I’m going to call out United Airlines on a technicality, here. United’s website is simply unclear concerning its mask policy for two-year-olds, United overreacted concerning a two-year-old girl who could not keep her mask on, and removing two-year-olds in general remains an unnecessary overreaction to this pandemic.
Mask Debate Aside, United Airlines’ Policy On Masks Is Simply Not Clear For Two-Year-Olds
My position should not come as a surprise…when Southwest Airlines kicked off a two-year-old under similar circumstances, I wrote a story titled, Southwest Airlines Boots Another Two-Year-Old Off Over Mask. Enough. And I get there are two sides to this: those who believe uniform compliance is necessary and those who believe that flying with young children is hard enough already and masks on toddlers do little to protect the health of those around them.
But Southwest’s policy is clear: only “young children under the age of 2” are exempt. That key word is under.
On the other hand, United’s policy states:
All travelers over the age of 2 are required to wear a face covering.

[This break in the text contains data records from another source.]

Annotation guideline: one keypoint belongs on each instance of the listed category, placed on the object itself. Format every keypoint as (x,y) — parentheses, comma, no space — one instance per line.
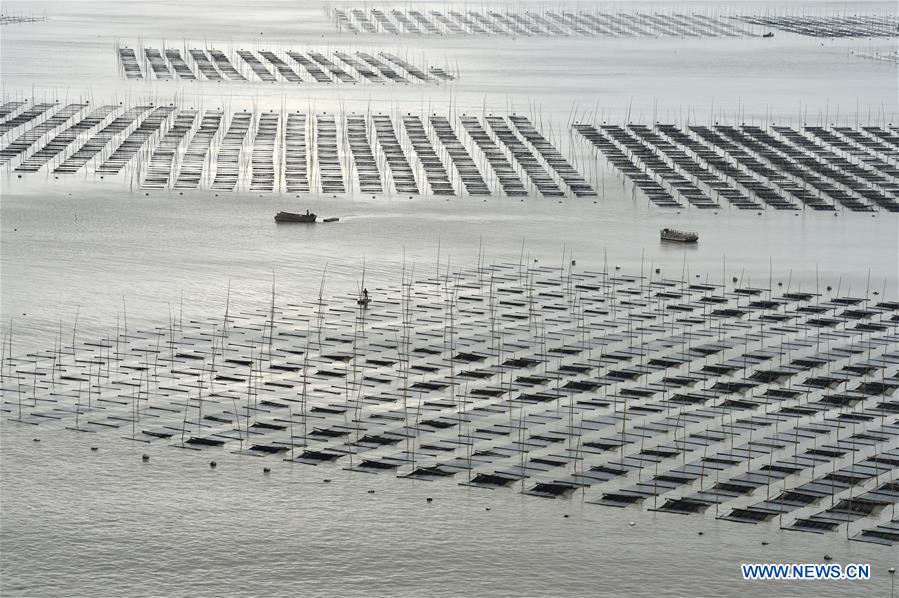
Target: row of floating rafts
(282,67)
(125,152)
(523,156)
(327,157)
(535,23)
(10,107)
(796,162)
(382,20)
(695,196)
(875,171)
(23,142)
(468,171)
(622,162)
(97,143)
(432,434)
(173,55)
(60,142)
(162,161)
(360,66)
(400,172)
(158,64)
(828,164)
(409,67)
(367,174)
(26,116)
(368,66)
(571,177)
(263,173)
(713,160)
(311,67)
(339,73)
(128,59)
(890,136)
(296,160)
(204,64)
(435,172)
(745,162)
(227,166)
(224,66)
(504,171)
(782,167)
(256,66)
(194,158)
(648,166)
(857,26)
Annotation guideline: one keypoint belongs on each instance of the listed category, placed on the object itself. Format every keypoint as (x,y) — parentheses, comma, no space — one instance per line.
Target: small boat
(291,217)
(669,234)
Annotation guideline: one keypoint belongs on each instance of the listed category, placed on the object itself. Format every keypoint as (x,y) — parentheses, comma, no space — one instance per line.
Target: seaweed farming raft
(369,153)
(632,390)
(278,65)
(751,167)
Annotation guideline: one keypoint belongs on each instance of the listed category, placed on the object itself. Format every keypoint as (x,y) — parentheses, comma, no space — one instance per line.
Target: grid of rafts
(194,161)
(31,137)
(856,25)
(296,161)
(539,21)
(367,174)
(277,66)
(779,167)
(400,172)
(227,165)
(327,156)
(634,390)
(163,165)
(264,172)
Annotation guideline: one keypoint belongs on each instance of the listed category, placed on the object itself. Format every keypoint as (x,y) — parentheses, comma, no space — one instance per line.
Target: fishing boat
(291,217)
(669,234)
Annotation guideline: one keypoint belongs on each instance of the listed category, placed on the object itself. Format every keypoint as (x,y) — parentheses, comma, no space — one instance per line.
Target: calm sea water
(78,523)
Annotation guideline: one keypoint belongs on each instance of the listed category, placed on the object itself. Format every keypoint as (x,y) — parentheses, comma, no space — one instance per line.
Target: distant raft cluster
(752,167)
(10,18)
(277,66)
(164,147)
(549,22)
(854,25)
(630,390)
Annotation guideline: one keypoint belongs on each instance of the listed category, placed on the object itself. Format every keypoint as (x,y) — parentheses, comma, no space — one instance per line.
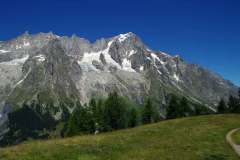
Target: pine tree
(184,109)
(233,104)
(172,109)
(115,114)
(93,105)
(222,107)
(133,118)
(147,112)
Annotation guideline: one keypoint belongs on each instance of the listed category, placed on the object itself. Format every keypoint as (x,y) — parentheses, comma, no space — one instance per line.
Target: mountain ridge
(123,63)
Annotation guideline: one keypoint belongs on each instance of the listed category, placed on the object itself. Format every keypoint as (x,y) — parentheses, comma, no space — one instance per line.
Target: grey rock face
(55,69)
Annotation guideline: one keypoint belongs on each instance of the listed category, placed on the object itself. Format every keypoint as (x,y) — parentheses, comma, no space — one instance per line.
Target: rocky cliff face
(53,69)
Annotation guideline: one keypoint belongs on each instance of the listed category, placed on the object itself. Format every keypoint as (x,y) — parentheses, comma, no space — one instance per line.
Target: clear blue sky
(206,32)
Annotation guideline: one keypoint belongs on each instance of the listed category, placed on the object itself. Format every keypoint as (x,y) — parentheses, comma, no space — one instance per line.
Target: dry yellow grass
(195,138)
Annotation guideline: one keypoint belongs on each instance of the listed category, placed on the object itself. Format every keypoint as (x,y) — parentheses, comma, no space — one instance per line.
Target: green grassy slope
(192,138)
(236,137)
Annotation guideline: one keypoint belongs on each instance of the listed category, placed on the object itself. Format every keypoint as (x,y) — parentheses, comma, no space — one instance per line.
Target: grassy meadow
(194,138)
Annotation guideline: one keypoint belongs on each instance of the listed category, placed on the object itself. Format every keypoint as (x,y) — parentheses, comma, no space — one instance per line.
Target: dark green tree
(99,117)
(65,112)
(233,104)
(147,115)
(81,121)
(184,108)
(133,118)
(222,107)
(172,109)
(115,113)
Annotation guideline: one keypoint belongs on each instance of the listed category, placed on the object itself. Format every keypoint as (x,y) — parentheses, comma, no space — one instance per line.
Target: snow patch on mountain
(40,58)
(19,82)
(126,65)
(16,61)
(4,51)
(132,52)
(176,77)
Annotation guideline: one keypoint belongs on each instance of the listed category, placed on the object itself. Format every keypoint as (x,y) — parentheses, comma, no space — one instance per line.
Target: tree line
(114,113)
(102,115)
(232,106)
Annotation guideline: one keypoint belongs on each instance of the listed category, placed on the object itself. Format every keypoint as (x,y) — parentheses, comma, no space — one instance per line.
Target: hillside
(198,138)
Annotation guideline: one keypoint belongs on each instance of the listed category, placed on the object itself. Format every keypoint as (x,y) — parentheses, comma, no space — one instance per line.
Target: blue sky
(206,32)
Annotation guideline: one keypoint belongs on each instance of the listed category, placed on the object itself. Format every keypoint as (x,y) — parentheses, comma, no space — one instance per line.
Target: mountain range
(56,69)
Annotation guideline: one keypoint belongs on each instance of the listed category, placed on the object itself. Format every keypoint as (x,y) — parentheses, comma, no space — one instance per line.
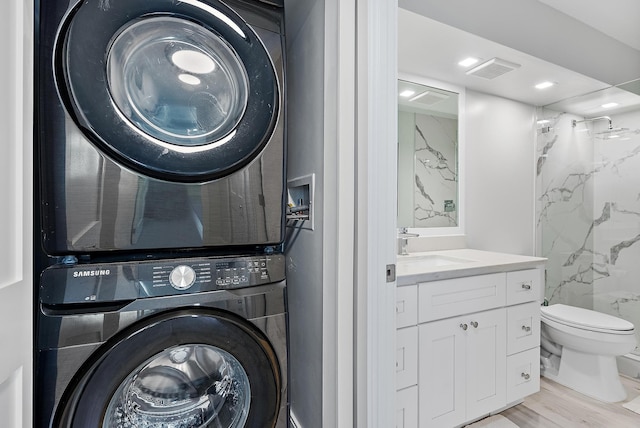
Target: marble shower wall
(588,212)
(434,142)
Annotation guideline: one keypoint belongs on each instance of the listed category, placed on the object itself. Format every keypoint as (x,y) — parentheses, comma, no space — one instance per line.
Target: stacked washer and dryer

Does “over” not imply greater than? As in, if not over two, you are not required to wear a face covering? We tend to round in years, not months and days. And it’s not like the policy is spelled out more clearly on other parts of the website…the language is always “over the age of 2”. Indeed, that can encompass those over two and those who are still two, but it is undeniably ambiguous language that United should immediately clarify.

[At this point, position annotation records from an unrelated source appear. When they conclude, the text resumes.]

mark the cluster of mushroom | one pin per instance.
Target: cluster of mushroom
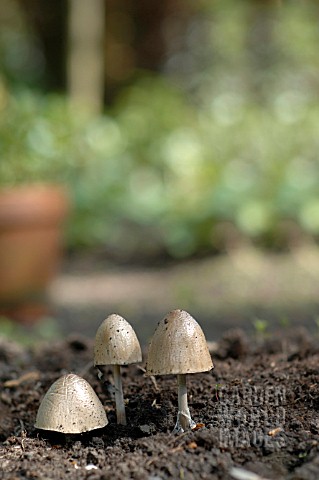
(177, 347)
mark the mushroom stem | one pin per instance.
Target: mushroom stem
(184, 420)
(119, 399)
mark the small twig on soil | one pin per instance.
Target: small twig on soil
(242, 474)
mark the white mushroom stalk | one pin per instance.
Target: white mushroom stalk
(119, 398)
(116, 344)
(184, 419)
(179, 347)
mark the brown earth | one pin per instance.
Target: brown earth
(259, 407)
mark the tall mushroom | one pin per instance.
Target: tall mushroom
(179, 347)
(116, 344)
(70, 406)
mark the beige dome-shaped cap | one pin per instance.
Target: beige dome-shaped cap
(178, 346)
(71, 406)
(116, 343)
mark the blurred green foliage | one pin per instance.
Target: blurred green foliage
(229, 144)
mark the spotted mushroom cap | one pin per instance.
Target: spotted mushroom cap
(71, 406)
(178, 346)
(116, 343)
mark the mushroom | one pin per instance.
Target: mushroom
(116, 344)
(179, 347)
(71, 406)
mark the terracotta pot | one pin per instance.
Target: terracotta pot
(31, 219)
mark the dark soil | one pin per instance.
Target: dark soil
(257, 411)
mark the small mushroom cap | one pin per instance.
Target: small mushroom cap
(71, 406)
(178, 346)
(116, 343)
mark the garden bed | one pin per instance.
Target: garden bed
(259, 407)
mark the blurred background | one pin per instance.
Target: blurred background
(179, 142)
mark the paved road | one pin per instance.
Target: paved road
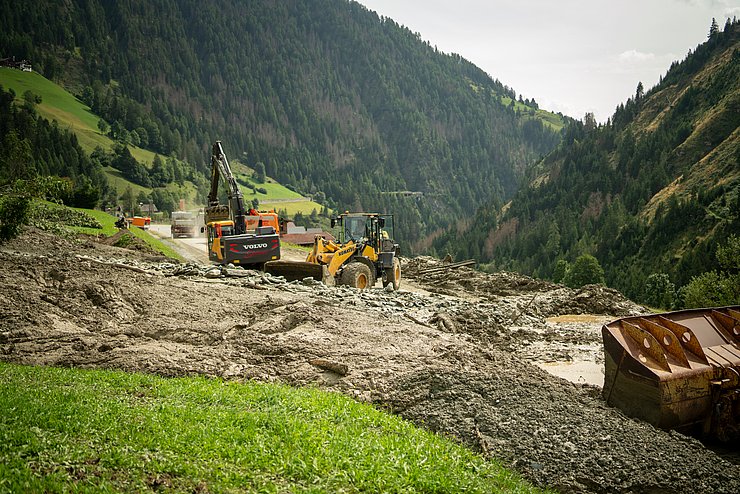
(192, 249)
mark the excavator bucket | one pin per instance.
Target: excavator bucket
(677, 370)
(297, 270)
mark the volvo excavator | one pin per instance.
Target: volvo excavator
(233, 235)
(364, 254)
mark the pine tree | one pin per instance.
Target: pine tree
(713, 29)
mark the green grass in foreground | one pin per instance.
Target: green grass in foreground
(109, 229)
(91, 431)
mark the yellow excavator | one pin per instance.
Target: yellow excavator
(364, 253)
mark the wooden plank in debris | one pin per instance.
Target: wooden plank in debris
(335, 367)
(454, 265)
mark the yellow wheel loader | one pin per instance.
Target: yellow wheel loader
(364, 253)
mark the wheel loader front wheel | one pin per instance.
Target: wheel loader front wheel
(393, 275)
(357, 275)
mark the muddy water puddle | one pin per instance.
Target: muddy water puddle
(573, 349)
(576, 372)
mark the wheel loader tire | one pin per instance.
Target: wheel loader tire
(393, 275)
(357, 275)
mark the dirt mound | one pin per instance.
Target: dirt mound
(455, 364)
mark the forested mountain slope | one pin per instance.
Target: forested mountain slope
(654, 190)
(329, 96)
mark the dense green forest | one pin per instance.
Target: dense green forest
(652, 194)
(326, 94)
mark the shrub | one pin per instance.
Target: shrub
(13, 215)
(659, 291)
(585, 271)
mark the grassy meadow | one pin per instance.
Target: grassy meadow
(65, 430)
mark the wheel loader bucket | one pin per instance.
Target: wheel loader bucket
(677, 370)
(297, 270)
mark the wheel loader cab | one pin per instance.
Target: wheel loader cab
(364, 254)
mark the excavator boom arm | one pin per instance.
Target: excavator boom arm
(220, 169)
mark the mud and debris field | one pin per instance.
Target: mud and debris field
(456, 351)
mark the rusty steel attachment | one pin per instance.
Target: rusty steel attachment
(677, 370)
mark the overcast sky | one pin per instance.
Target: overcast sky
(572, 56)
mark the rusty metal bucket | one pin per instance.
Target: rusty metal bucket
(677, 370)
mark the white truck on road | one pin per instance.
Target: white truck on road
(183, 224)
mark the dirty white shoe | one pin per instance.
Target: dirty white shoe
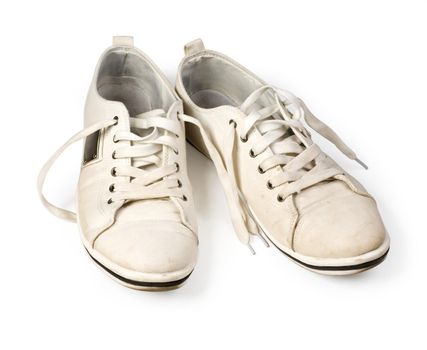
(134, 202)
(277, 181)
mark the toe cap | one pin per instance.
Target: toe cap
(149, 247)
(339, 227)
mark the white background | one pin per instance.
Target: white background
(360, 66)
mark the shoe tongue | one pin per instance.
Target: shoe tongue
(149, 209)
(255, 102)
(147, 115)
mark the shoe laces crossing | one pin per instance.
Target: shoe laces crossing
(281, 129)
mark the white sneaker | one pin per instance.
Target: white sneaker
(134, 202)
(277, 181)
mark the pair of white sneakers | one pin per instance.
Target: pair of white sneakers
(135, 206)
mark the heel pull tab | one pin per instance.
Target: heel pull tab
(193, 47)
(123, 41)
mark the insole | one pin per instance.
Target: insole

So on that basis, the family should have been spared. The whole charade of making the family do the “walk of shame” off the fully-boarded aircraft exposed a lot more people to potential virus than the little girl laying down between her parents for the three-hour flight.
Was she wearing her mask during boarding? That is when enforcement should happen.

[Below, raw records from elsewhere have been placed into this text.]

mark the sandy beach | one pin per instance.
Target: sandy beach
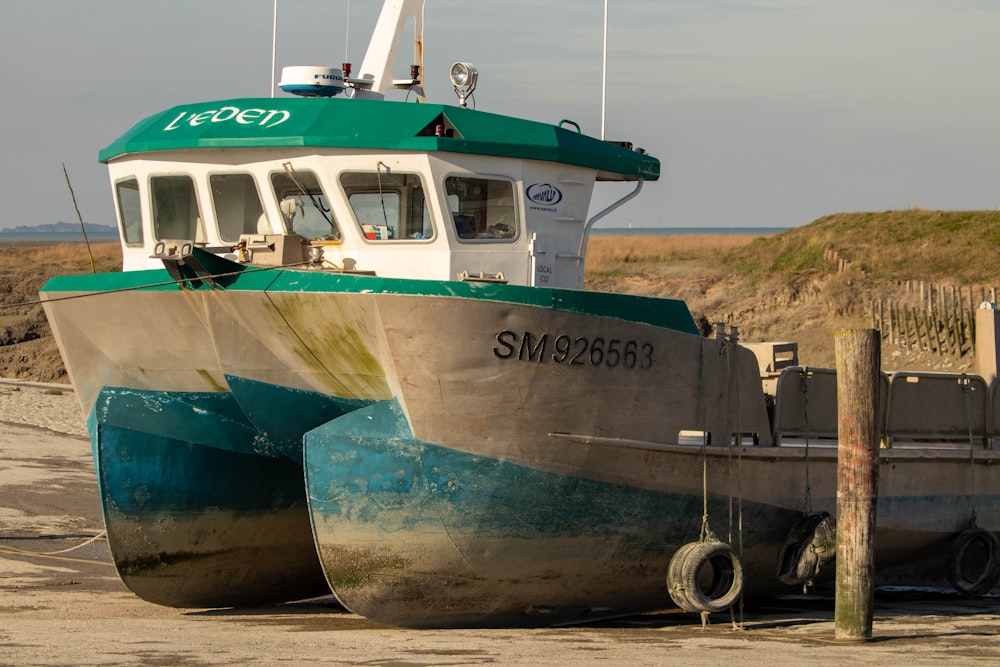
(61, 602)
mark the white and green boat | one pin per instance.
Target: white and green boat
(350, 339)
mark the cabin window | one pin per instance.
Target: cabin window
(175, 209)
(237, 206)
(482, 209)
(388, 206)
(304, 206)
(129, 211)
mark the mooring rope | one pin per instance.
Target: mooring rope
(805, 413)
(55, 555)
(165, 283)
(967, 393)
(705, 533)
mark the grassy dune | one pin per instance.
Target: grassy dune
(801, 285)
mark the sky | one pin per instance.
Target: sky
(763, 113)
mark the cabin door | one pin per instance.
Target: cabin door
(543, 262)
(552, 264)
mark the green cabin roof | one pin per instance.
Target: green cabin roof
(376, 125)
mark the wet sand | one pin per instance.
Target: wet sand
(61, 602)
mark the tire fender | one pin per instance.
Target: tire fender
(983, 580)
(688, 587)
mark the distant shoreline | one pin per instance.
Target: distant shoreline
(687, 231)
(14, 238)
(103, 237)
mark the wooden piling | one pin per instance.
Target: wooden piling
(858, 367)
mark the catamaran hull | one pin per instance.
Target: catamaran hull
(483, 454)
(415, 534)
(201, 508)
(196, 514)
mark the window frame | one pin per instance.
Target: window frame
(515, 206)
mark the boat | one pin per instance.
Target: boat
(350, 350)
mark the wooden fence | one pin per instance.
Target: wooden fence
(923, 316)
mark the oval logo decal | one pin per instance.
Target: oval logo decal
(544, 194)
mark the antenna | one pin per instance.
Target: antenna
(604, 76)
(274, 43)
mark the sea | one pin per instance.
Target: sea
(686, 231)
(8, 238)
(99, 237)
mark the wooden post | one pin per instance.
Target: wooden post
(858, 367)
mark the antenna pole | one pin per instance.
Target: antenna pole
(604, 77)
(274, 43)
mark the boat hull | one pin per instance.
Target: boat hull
(483, 454)
(415, 534)
(200, 511)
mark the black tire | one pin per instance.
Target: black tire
(811, 544)
(675, 578)
(986, 574)
(690, 591)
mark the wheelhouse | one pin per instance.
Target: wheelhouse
(410, 190)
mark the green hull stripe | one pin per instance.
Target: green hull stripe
(666, 313)
(372, 125)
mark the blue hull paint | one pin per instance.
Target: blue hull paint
(200, 510)
(283, 414)
(420, 535)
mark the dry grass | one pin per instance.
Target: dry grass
(619, 254)
(27, 349)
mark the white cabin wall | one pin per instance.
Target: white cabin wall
(543, 252)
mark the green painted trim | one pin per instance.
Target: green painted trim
(374, 125)
(666, 313)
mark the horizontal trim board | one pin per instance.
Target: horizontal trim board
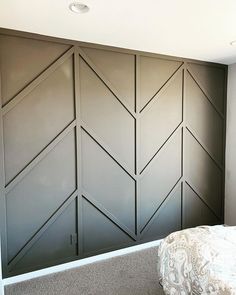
(35, 36)
(78, 263)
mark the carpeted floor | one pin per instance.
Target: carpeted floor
(131, 274)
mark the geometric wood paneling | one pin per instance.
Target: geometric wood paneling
(160, 226)
(118, 68)
(107, 182)
(204, 120)
(160, 119)
(104, 114)
(19, 67)
(37, 196)
(102, 149)
(160, 177)
(54, 245)
(211, 79)
(99, 232)
(203, 174)
(154, 73)
(32, 124)
(201, 215)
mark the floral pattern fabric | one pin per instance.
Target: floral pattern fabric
(199, 260)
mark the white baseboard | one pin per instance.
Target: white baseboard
(77, 263)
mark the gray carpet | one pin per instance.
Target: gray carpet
(131, 274)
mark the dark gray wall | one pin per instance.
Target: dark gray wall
(103, 148)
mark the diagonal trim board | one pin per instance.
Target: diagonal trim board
(105, 81)
(44, 75)
(100, 147)
(211, 81)
(107, 214)
(39, 233)
(122, 79)
(203, 212)
(39, 157)
(154, 74)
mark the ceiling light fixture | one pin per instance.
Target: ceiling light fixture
(233, 43)
(77, 7)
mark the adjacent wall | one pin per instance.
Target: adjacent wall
(103, 148)
(230, 179)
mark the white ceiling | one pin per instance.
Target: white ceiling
(199, 29)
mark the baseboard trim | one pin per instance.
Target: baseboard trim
(77, 263)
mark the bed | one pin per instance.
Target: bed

I have yet to see cogent, science-based argument that two-year-olds should not be exempted. The family noted that the World Health Organization does not recommend masks for two-year-olds. As I said in the Southwest story:
Look at other airlines around the world: young children don’t have to wear a mask. On Lufthansa, children under six are exempt. On British Airways, children under 11 are exempt. In fact, UK Department of Health strongly discourages face coverings for children under the age of three for health and safety reasons. On Cathay Pacific, children under six are exempt. On Emirates, children under six are exempt.
So again, I think masks are ridiculous on young children, but (and this is a key but), United certainly has the prerogative as a business to require them. However, United should make its policy clear and I simply see its current rule as vague and misleading for two-year-olds.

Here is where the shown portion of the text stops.